Now, switch to the somewhat more complex project of building a winning sports organization. Over the past few seasons it has been amusing, to say the least, to see all of the comments, discussion, and arguments concerning the building of the Seahawks team. I have been accused, perhaps rightfully so, of being a “homer.” I have been accosted, at times, for not being critical enough. People have even called me ignorant, and/or naïve. So be it. Their opinion of me is none of my business.
If fact, I have never presumed to know more than people who have made a career of doing something that I have pretty much no knowledge of. Thus, my lack of harsh criticism of what I considered a pretty competent group of people doing a difficult job I knew very little about.
It does seem, to most people anyway, that the “re-building” process is nearly complete. And guess what? They did it without my sage advice. One could argue that they are a year, or maybe two years, behind schedule. The reasons for that have been variously discussed and argued over time and again, and don’t really matter much any more. The major crux of the argument seems to be whether the events that set the “schedule” back were controllable or preventable or not.
Now, some people seem to be looking around with a confused look on their face, saying something to the effect of, “We seem to have a real football team in Seattle now. What happened?” Well, what happened was, while many people were whining and complaining that our front office/GM/Head Coach didn’t know what they were doing, they rather quietly and steadily put a good football team together.
It seems to me that a lot of people really blinded themselves, for whatever reason, to what was really going on. Yes, work fascinates me. The job this team has done to put a winner on the field has been an interesting journey, with some serious speed bumps and detours along the way. People who focused on the negatives that happened too often refused to see real improvement. In truth, even in the debacle that was the 2002 season, there were some very obvious examples of improvement on the team. Critics of the defensive meltdown that year apparently blinded themselves, or at least lent no credence, to the improvements on offense. And yes, I will go on record as saying that won loss record is not a complete indicator of team improvement. It is the easiest to measure, and it is important, of course. But it does not provide the entire picture. I have always felt that they had to start playing good football first, then the wins would come. Arguably, the team played some pretty good football down the stretch in 2002, which made predicting a playoff berth in 2003 seem not so far fetched, in retrospect.

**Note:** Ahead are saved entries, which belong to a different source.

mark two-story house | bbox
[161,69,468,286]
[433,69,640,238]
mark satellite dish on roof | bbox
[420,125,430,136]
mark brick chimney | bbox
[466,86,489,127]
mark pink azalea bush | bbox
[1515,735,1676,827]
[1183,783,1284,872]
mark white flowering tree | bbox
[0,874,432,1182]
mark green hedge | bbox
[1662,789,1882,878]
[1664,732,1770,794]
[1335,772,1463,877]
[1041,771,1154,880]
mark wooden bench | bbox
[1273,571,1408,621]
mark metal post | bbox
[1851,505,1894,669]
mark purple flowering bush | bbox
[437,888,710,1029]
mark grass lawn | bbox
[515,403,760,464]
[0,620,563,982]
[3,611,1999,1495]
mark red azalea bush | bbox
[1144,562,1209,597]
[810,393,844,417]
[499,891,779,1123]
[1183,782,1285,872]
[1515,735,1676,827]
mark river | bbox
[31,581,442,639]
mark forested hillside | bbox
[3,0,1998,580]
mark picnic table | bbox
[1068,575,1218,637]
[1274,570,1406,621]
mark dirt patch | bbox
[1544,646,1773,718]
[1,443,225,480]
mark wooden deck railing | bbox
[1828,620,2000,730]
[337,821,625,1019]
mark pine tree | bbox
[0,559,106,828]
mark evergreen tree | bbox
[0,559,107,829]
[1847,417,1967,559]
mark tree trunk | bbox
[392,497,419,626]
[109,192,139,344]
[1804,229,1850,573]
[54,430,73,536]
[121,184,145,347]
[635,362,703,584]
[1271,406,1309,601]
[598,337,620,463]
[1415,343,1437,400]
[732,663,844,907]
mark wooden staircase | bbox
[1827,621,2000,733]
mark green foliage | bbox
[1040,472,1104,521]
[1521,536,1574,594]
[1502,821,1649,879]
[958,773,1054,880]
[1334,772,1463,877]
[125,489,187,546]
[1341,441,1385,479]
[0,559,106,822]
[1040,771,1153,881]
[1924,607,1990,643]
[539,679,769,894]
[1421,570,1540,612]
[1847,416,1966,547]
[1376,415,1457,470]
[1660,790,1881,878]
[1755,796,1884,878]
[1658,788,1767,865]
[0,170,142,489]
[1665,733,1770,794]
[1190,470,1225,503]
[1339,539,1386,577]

Which brings to mind just what the Seahawks proved in 2003, anyway. I still feel that the Seahawks were competitive with any NFC team in the playoffs last season. In this writer’s opinion, Hass’s interception in Green Bay looked a lot better than that Hail Mary, “I hope my guy catches it” desperation excuse for a pass that Favre threw in Philly. In truth, the Green Bay cornerback gambled big on the play that beat us. Hasselbeck and Bannister contributed with key mistakes, but with just a slight change in the read and/or execution, that play could have gone the other way. The fact that Green Bay gambled on that play tells me that they were seriously worried that Hass & Co. were about to fulfill his prophecy that we were going to score. We were only one or two plays away from Josh Brown’s range.
In contrast to Seattle’s level of play in a playoff loss, other NFC teams like the Rams and Cowboys seem to have exposed some real weaknesses in the playoffs.
The annual football analyst magazines are all on the stands now, and pretty much all of them are predicting Seattle will at least make the playoffs, and almost all have predicted we will win the NFC West outright. The lowest prediction I saw was for a second place finish and another wild card spot. Of course, that and $4.95 will get you a latte at Starbucks. There is much to be proven on the field this year. The good news is that the team appears hungry.
It is nice to see the team get some hard-earned recognition from the national media that they are improving.
Having retained the services of some key free agents that might have been tempted to go elsewhere, and having apparently added some really talented, high motor players in the off season, the team seems poised to build on what they achieved last year. The offense returns virtually intact, while the defense has gotten noticeably younger and hopefully faster. Could this be the year that a Seahawk hoists the Lombardi trophy? We all hope so.
Yes, work fascinates me. I can sit and watch it for hours. Or, in the case of working to build the Seahawks, for a few years. Hopefully, the payoff from that patience comes very, very soon.